Instagram Places of Bangkok

by - August 11, 2020

If you're planning to visit Bangkok, be prepared for a bustling metropolis with modern infrastructure and buildings, shopping malls and hotels, contrasted against traditional architecture. There are hundreds (maybe even thousands) of temples in Bangkok alone, and I only visited two so you probably want to add more onto your list! This list is very short and sweet - I didn't actually take that many photos as I spent most of my time eating lots of food and shopping for yet more food to take home instead.

Wat Pho

Wat Pho, also known as the Temple of the Reclining Buddha is located in Phra Nakhon District which is north of the Chao Praya River. We stayed at the Sofitel Bangkok Sukhumvit so we took the MRT Blue Line from Sukhumvit to Sanam Chai to make sure we got there for the temple's opening time which is 8am (just check Google Maps). From Sanam Chai station, it was relatively easy to walk to Wat Pho's entrance. Be alert when you're en route to temples as there may be scammers. A random man started to follow us to tell us that the temple wasn't open, which of course it was. Read my Top Tips for Travelling Bangkok and other things to be mindful of when visiting!

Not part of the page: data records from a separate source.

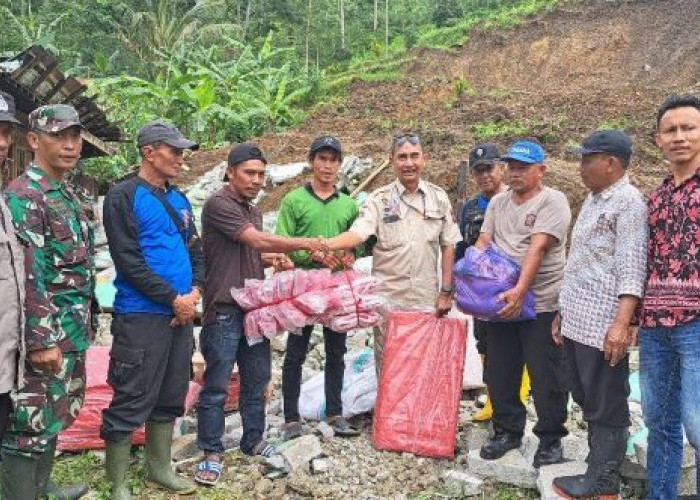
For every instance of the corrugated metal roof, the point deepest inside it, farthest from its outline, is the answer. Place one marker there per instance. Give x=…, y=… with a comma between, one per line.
x=33, y=78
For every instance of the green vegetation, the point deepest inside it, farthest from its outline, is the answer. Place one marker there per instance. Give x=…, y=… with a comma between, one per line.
x=489, y=130
x=229, y=70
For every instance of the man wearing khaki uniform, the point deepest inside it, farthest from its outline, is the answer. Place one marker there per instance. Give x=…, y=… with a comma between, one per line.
x=11, y=280
x=412, y=221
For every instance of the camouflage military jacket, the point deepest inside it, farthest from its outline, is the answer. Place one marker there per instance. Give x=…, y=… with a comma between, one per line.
x=58, y=242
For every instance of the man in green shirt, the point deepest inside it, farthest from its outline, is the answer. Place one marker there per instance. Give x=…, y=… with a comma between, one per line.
x=317, y=210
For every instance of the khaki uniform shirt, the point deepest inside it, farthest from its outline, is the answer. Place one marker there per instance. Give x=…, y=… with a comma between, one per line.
x=511, y=226
x=410, y=229
x=12, y=300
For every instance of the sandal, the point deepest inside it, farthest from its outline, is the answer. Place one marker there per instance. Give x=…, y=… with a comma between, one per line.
x=265, y=449
x=208, y=466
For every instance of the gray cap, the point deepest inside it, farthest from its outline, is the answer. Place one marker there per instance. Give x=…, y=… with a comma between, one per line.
x=7, y=108
x=167, y=133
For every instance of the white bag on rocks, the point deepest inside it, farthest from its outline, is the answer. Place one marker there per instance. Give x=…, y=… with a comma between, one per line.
x=359, y=388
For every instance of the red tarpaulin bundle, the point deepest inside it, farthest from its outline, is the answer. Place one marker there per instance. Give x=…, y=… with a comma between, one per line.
x=420, y=384
x=84, y=434
x=289, y=300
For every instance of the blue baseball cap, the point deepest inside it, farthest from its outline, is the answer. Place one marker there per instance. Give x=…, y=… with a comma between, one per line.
x=525, y=151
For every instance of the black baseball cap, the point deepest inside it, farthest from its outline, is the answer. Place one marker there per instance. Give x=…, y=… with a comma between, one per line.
x=7, y=108
x=612, y=142
x=244, y=152
x=167, y=133
x=484, y=154
x=325, y=141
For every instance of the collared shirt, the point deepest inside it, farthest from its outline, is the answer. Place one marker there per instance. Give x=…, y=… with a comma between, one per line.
x=12, y=300
x=607, y=259
x=303, y=214
x=58, y=243
x=410, y=229
x=228, y=262
x=672, y=294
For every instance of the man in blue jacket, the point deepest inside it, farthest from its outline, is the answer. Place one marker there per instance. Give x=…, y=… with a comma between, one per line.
x=160, y=266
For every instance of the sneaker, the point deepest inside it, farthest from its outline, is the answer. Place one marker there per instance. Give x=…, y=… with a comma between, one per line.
x=292, y=430
x=341, y=427
x=499, y=445
x=548, y=455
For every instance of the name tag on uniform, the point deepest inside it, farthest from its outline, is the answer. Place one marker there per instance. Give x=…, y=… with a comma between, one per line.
x=390, y=218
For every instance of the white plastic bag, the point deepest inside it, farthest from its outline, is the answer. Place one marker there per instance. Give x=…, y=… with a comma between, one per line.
x=359, y=388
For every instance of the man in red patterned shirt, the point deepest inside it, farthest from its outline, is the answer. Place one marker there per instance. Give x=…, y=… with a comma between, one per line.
x=669, y=342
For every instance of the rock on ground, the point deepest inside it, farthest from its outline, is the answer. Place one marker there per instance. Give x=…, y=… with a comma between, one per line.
x=512, y=468
x=461, y=483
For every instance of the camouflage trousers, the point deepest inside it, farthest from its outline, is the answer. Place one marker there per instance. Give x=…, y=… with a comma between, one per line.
x=47, y=404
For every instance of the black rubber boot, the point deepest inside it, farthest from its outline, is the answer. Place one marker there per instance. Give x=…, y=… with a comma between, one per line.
x=602, y=478
x=46, y=487
x=19, y=477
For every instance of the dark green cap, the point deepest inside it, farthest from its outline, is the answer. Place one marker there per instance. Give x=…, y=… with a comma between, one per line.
x=53, y=118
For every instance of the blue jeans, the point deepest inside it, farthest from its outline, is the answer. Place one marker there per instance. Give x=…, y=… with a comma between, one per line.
x=670, y=381
x=223, y=344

The entrance fee was 200 THB per person and because we got there so early, there were hardly any tourists. The surroundings were serene, and the archiecture, especially of the tower-shaped spires, was very intricate and unlike anything I had ever seen before. The reclining Buddha statue is inside the temple, and is 43m long and 15m in height. In fact, so large that I couldn't even get the whole statue into my camera shot. There are also bowls next to the statue where people put money in for luck. The gardens are also really peaceful and we enjoyed strolling around and admiring the scenery.

Also, don't forget that you need to cover your shoulders and knees when entering temples and shrines.

Wat Arun

Wat Arun, the Temple of Dawn is on the south side of the Chao Praya River, and if you're visiting Wat Pho, you should definitely visit Wat Arun too as it's so close. I just followed Google Maps to No. 8 Tha Tien Express Boat Pier to get a boat to the other side - the boat ride is super cheap and only a few baht!

This temple looks like a tiled ceramic structure - there is one extremely tall tower (known as a prang) in the centre with 4 smaller ones around it. The largest prang is 67m high and the tallest one in Thailand. It's a dominating structure from far away, but you definitely need to see it close up to admire the unique intricacies of the exterior.

Other Temples Nearby:
The Grand Palace
Wat Benchamabophit

Erawan Museum

Erawan Museum is located a little further out from the busy Sukhumvit area. We took the BTS SkyTrain to Bang Na Station and then took a taxi there. Entry fee was quite expensive which I think was 400 THB per person, available at the ticket office. The gardens are pretty, but the grounds are relatively small. The uniqueness of the temple is that a huge three-headed elephant statue sits atop it. Inside (again, shoulders and knees should be covered!), the interiors include winding staircases, a lot of pink and a mesmerising stained glass ceiling. Be aware that it is also incredibly hot inside (as in I was literally on the verge of fainting) and although overall the place was a lot smaller than I had expected, it was still a beautiful place to visit.

99 Bang Mueang Mai, Mueang Samut Prakan District, Samut Prakan 10270, Thailand

Octave Rooftop Lounge

There are an abundance of rooftop bars in Bangkok, the majority of them being very expensive. I wasn't that bothered about going to 'the best' one and just wanted to appreciate the skyline and upon research, the Octave Rooftop Lounge on the 48th floor of the Bangkok Marriot Hotel in Sukhumvit served reasonably priced cocktails and also offers a panoramic view of the skyline. You want to book in advance to reserve seats around the edge of the lounge and also to get there early to catch the sunset.